Chocolate and Gold Coins

Friday, January 27, 2006

Foot Massage

Parents always take great pride in their children. But the things that give rise to that pride might be hard to explain. Perhaps it helps if you understand that a parent naturally wants to see a bit of himself or herself in the child.

My son is a very nice child. My wife worries that he is just too nice. She says, “He’s a sadhu. He needs to learn some street smarts or people will take advantage of him.”

My wife is suspicious of his friend H. She thinks that H very short and seems to have “small boy syndrome”: a tendency to whine about being picked on and a desire to pick on others. H is the type of boy a mother will worry will take advantage of a nice boy. He will start asking favors and then making demands. I think H is just a pretty normal boy and a good friend of my son’s.

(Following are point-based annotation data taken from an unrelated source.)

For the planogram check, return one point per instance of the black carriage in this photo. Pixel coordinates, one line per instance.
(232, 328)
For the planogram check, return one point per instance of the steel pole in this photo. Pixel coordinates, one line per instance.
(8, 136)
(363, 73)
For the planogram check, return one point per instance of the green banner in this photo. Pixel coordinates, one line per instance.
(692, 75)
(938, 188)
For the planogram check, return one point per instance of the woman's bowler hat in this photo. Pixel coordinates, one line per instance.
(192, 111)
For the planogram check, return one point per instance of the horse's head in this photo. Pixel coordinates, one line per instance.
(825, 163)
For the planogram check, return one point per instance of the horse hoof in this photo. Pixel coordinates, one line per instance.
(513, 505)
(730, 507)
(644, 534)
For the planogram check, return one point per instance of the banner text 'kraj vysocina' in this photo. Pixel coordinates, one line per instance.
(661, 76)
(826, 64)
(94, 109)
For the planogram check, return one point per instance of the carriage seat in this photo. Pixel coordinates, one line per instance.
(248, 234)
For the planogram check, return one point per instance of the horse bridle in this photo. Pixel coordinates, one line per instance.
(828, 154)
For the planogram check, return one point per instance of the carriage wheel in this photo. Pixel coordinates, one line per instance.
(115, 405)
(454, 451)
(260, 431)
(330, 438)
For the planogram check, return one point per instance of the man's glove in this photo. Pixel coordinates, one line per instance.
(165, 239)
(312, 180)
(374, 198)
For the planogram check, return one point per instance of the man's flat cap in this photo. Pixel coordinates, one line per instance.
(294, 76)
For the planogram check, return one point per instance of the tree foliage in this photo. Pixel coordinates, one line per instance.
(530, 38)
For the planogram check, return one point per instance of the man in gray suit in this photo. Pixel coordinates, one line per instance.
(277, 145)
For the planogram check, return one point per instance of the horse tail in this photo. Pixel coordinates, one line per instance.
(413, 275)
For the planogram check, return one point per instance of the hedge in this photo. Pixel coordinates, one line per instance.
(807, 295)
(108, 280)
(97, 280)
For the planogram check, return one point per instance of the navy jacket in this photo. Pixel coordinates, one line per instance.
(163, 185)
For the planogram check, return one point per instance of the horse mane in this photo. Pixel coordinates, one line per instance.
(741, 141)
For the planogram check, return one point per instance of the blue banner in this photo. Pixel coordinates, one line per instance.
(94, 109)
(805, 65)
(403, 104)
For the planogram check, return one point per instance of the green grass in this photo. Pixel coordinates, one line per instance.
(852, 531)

The other day, an incident happened between my son and H (not a bad incident as you will see). My son told me about it and I told my wife. My wife was incredulous. She asked my son to explain. She came back positively beaming. She was so proud of my son.

So what happened? My son’s ankle hurt (growing pains). He asked H to give him a foot-massage just like daddy would give him. H did not know how to do this but my son taught him how.

Compare with this story of what made me proud of my son.

So here is a quiz: which parent –me or my wife–likes getting foot massages and which one is most likely to overeat ice cream?

3 Comments:

  • Probably it is maternal instinct to try to make a child aggressive and hence survive ( as among the fittest ). On the other hand paternity is said to be an illusion and it is purely your cultural background that operates in determining how you groom your son.

    By Blogger froginthewell, at 12:38 PM  

  • Michael, I apologize if I wrote just now was hurtful. I was only thinking of it from an academic angle and did not at all mean to insult you or say that fatherhood is a bogus enterprise etc. - while biology may be unclear fatherhood certainly has tonnes of civilizational significance. May be this dichotomy, as illustrated by your post, is why it is essential in modern civilization that a kid be brought up by two parents.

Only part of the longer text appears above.